A worker died in the middle of a task. The task is still marked in progress. Nothing is actively working on it. Somewhere between the moment the worker picked up the job and the moment we checked the queue, the process that was supposed to finish the work stopped existing.
The traditional response is to mark the task failed and alert a human. That is almost always the wrong thing to do. A failed run is not a failed task.
Why the distinction matters
A task is a description of work that needs to happen. A run is a single attempt to execute that work. The two have different lifecycles. A task can outlive many runs. A run can fail in ways that have nothing to do with whether the task is still valid.
When we treat a failed run as a failed task, we lose information. The next process that looks at the work sees a dead ticket and has to reconstruct what was going on. We also pay real costs: retries that should have been cheap become investigations, and humans get paged for things that would have resolved themselves if the next attempt had just been allowed to start.

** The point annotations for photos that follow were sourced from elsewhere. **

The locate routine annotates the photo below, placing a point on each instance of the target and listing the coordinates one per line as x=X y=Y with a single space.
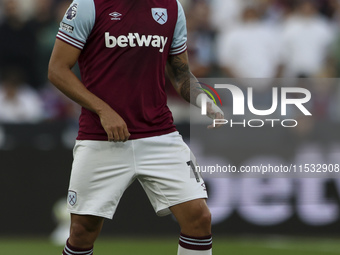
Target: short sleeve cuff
x=69 y=40
x=178 y=50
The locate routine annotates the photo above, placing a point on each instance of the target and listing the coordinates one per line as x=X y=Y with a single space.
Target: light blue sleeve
x=77 y=23
x=179 y=42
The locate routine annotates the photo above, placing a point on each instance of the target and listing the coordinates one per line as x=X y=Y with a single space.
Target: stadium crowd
x=226 y=38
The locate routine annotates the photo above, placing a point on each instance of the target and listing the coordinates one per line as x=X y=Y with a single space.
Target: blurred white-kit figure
x=250 y=50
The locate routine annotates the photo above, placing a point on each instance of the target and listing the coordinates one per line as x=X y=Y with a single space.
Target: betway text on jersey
x=136 y=40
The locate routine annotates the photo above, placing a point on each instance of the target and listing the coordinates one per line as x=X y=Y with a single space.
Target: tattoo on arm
x=184 y=81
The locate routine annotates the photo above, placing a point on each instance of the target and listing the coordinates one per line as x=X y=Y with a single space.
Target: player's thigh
x=101 y=172
x=166 y=172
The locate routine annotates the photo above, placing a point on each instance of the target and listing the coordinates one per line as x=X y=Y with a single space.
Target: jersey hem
x=101 y=137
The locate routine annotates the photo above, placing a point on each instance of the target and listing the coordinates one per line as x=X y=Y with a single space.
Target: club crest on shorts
x=72 y=197
x=160 y=15
x=71 y=13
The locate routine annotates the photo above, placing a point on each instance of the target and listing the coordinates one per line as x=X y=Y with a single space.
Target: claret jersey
x=124 y=48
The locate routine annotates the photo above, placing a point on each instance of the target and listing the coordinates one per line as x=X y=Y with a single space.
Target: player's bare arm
x=187 y=85
x=64 y=57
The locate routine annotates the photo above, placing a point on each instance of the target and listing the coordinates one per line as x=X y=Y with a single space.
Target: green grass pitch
x=167 y=246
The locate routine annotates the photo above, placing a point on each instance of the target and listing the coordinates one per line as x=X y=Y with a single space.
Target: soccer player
x=126 y=130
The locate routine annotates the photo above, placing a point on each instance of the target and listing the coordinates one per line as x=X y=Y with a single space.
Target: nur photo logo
x=281 y=98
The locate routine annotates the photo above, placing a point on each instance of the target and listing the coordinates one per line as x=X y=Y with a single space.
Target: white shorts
x=102 y=171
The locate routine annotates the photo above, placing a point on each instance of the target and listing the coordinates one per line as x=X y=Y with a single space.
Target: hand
x=214 y=112
x=114 y=126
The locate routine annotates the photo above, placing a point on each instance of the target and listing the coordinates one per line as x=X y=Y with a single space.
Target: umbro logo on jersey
x=71 y=12
x=136 y=40
x=115 y=15
x=160 y=15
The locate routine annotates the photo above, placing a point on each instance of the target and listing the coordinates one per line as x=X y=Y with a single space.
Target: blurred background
x=257 y=39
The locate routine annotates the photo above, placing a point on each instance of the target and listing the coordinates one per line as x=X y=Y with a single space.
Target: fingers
x=214 y=112
x=118 y=135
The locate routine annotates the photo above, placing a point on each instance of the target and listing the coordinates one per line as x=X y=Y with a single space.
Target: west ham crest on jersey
x=160 y=15
x=72 y=197
x=71 y=13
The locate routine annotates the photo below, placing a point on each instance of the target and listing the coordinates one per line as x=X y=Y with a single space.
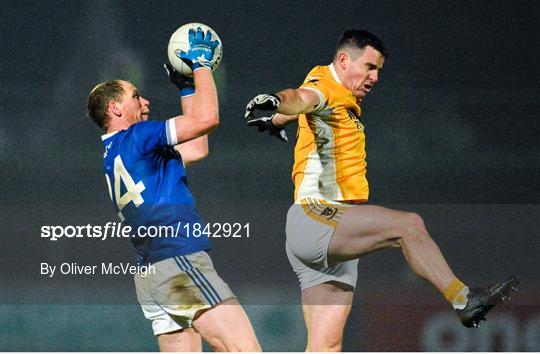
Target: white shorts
x=180 y=287
x=310 y=226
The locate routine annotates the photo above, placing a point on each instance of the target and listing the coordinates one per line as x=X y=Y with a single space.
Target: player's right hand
x=201 y=49
x=185 y=84
x=265 y=124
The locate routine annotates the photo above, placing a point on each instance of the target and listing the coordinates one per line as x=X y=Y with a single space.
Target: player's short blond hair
x=99 y=99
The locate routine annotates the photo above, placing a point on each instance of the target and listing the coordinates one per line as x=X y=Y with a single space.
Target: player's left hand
x=263 y=102
x=201 y=49
x=265 y=124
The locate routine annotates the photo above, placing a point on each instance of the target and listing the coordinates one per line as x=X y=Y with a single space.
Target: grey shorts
x=310 y=227
x=180 y=287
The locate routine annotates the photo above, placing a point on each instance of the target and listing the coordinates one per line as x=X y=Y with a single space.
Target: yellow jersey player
x=328 y=226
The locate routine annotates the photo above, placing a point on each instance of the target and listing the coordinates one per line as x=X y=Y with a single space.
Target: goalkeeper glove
x=201 y=49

Put another way: a task fails when the underlying work is infeasible. A run fails when the attempt to do it could not finish. Most of what kills a run in practice is not about the task at all.
A small taxonomy
When we look at what actually kills runs in our system, the failures cluster into four groups, and each group calls for a different response.

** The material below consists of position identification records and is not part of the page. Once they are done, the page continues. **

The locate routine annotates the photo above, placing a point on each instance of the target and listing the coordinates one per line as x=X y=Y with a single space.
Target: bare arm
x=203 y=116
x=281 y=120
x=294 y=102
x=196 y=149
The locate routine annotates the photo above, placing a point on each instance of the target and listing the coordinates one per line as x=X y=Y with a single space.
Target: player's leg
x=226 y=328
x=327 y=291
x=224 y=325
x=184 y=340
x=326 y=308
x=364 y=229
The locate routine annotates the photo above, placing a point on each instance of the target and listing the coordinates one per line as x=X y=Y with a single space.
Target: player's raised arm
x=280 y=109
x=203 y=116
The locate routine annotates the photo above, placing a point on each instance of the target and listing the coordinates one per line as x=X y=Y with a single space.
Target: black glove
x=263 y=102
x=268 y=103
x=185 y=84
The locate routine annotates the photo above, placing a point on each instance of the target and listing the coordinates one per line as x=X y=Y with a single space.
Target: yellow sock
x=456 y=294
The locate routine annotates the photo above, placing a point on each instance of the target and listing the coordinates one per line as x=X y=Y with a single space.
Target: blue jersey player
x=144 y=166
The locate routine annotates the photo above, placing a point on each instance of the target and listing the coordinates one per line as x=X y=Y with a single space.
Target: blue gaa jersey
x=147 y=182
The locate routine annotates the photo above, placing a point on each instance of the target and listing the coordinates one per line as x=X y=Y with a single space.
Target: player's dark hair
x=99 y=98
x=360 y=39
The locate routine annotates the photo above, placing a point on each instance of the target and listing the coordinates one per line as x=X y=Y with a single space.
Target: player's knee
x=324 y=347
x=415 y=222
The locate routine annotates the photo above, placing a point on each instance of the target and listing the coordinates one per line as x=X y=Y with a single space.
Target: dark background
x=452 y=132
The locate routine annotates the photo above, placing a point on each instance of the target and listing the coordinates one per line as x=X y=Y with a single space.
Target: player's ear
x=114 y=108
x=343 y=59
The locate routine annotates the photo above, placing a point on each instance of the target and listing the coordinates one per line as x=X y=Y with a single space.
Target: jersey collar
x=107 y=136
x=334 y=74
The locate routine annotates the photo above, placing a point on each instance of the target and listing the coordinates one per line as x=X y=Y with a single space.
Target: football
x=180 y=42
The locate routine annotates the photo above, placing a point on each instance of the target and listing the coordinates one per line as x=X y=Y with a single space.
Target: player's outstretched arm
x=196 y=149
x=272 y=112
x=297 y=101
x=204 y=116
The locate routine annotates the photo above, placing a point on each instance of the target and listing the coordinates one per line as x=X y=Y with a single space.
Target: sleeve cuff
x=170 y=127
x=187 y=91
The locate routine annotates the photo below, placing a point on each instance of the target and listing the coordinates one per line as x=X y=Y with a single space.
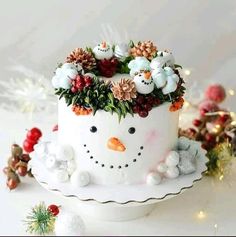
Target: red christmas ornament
x=28 y=145
x=107 y=67
x=34 y=134
x=215 y=93
x=54 y=209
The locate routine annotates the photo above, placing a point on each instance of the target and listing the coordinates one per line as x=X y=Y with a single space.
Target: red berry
x=34 y=134
x=25 y=157
x=22 y=170
x=197 y=122
x=54 y=209
x=28 y=145
x=143 y=113
x=11 y=184
x=147 y=107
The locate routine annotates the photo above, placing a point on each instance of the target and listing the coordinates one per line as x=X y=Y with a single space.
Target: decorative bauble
x=61 y=175
x=146 y=49
x=137 y=65
x=51 y=162
x=153 y=178
x=172 y=158
x=69 y=224
x=64 y=152
x=121 y=51
x=187 y=163
x=163 y=58
x=162 y=167
x=103 y=51
x=80 y=179
x=172 y=172
x=215 y=93
x=144 y=82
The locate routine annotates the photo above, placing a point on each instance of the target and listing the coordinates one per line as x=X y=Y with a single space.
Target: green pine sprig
x=40 y=221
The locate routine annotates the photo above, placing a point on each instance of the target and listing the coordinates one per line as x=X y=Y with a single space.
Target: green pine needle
x=40 y=220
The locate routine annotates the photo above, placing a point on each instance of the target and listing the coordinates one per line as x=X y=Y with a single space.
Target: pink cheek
x=151 y=137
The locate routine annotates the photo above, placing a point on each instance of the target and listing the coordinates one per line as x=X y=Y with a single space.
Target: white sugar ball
x=51 y=162
x=69 y=224
x=172 y=159
x=80 y=179
x=65 y=152
x=153 y=178
x=71 y=166
x=162 y=167
x=172 y=172
x=61 y=176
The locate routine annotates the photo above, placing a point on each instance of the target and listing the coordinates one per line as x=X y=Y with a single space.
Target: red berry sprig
x=32 y=137
x=80 y=82
x=144 y=104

Adapter failures. The process that powers the run cannot reach the model it depends on. A credential rotated without a deploy. The provider is returning 429s. A key was revoked. The task is fine. The runtime lost its credentials. Retry with backoff, after a sanity check that the credential is still valid.

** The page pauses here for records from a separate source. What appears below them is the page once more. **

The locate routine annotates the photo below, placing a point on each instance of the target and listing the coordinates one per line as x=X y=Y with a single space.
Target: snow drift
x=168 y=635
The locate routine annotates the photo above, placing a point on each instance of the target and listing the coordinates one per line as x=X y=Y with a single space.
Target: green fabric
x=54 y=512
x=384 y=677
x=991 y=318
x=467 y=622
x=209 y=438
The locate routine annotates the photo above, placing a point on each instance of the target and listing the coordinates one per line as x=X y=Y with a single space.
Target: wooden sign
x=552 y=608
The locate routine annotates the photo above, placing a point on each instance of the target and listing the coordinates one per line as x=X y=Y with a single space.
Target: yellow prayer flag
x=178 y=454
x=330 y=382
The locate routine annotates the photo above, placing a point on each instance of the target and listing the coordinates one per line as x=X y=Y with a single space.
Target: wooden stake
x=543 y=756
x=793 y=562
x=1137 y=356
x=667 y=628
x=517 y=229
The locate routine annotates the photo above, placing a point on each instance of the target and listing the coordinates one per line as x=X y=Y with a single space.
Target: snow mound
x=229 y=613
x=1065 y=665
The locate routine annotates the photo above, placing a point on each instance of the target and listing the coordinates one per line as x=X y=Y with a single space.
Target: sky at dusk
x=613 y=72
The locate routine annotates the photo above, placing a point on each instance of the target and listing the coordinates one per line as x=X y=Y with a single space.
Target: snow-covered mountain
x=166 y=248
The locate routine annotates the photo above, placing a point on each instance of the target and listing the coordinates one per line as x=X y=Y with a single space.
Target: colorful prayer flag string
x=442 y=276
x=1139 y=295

Host and network failures. The host OOM’d. The network path dropped a request mid-flight. A container got evicted. Again, the task is fine. Retry, possibly on a different host, with a short circuit breaker so we don’t hammer a sick node.
Context exhaustion. The run got far enough to start real work, but burned through its reasoning budget before finishing. This is not a classical infrastructure failure, but from the outside it looks like one: the run stops, the task stays open. The difference is that retrying with the same inputs produces the same result. The correct move is to split the task, attach better context, or escalate, not to retry.
Logic failures after completion. The run produced valuable output, then crashed during cleanup. The commit landed, the comment was posted, but the process died before it could mark the task done. Retrying here is worse than useless. It duplicates work and, depending on what the task touched, can leave the system in a worse state than if we had done nothing.
Each class has a different response. Conflating them costs us either reliability or money, usually both.
What we actually look at
When a run dies, before deciding what to do, we look at three things.
First, the state of the task. Were any outputs committed? Did a comment get posted with a status update? Is the repository in a stable state? If the answer is yes, the task may already be partially or fully complete. A blind retry would redo the work and potentially undo it in the process.
Second, the tail of the run log. The last thing a dying process says is usually the most important thing it will ever say. A 401 is not the same as a timeout. A truncated response is not the same as an uncaught exception. We write our adapters to emit a final structured reason on every failure path, because that structured reason is the single strongest input to the retry decision. A free-text error message tells you something went wrong. A typed reason tells you what kind of wrong it was.
Third, the failure rate across recent runs. One failure is a run problem. Ten failures in a row on the same worker is an infrastructure problem. A hundred failures across workers is a provider problem. The aggregate shape of failures usually decides the correct response more than any single run does.
Retries are cheap only when they are right
The appeal of automatic retry is that it hides flakiness. Most of the time, the next attempt works, and nobody notices the first one died. That is a good outcome when the failure was an adapter blip. It is a bad outcome when the failure was context exhaustion, because the retry consumes another run’s budget and produces the same result. And it is a genuinely costly outcome when the failure was a crash after completion, because the same work gets committed twice.
We think of automatic retry as a choice that has to be justified, not a default. Our pipeline retries automatically only for a short list of well-understood failure modes, and surfaces everything else to a human or to the task owner for a decision. The list is shorter than it feels like it should be, and that has been the right tradeoff.
The sibling rule is that retries should be visible. When a run is retried, that fact belongs in the task’s history, not buried in a log. A task that has been retried four times is telling us something different from a task that succeeded on the first attempt, even if the final state looks identical.
What this is really about
The failure modes of a traditional job queue are mostly about the environment the job runs in: the network, the host, the filesystem, the database. The job itself is usually a deterministic function of its inputs. If it ran today, it will run tomorrow.
Our workers are not deterministic. They reason their way through tasks. They can exhaust their reasoning budget. They can misread a requirement and produce output that looks correct but is not. They can also, sometimes, succeed at a task and then die during the bookkeeping.
That last case is the one that changed how we think about operations. A run is not a unit of work we own. It is a unit of attempt. The work belongs to the task, and the task survives its runs.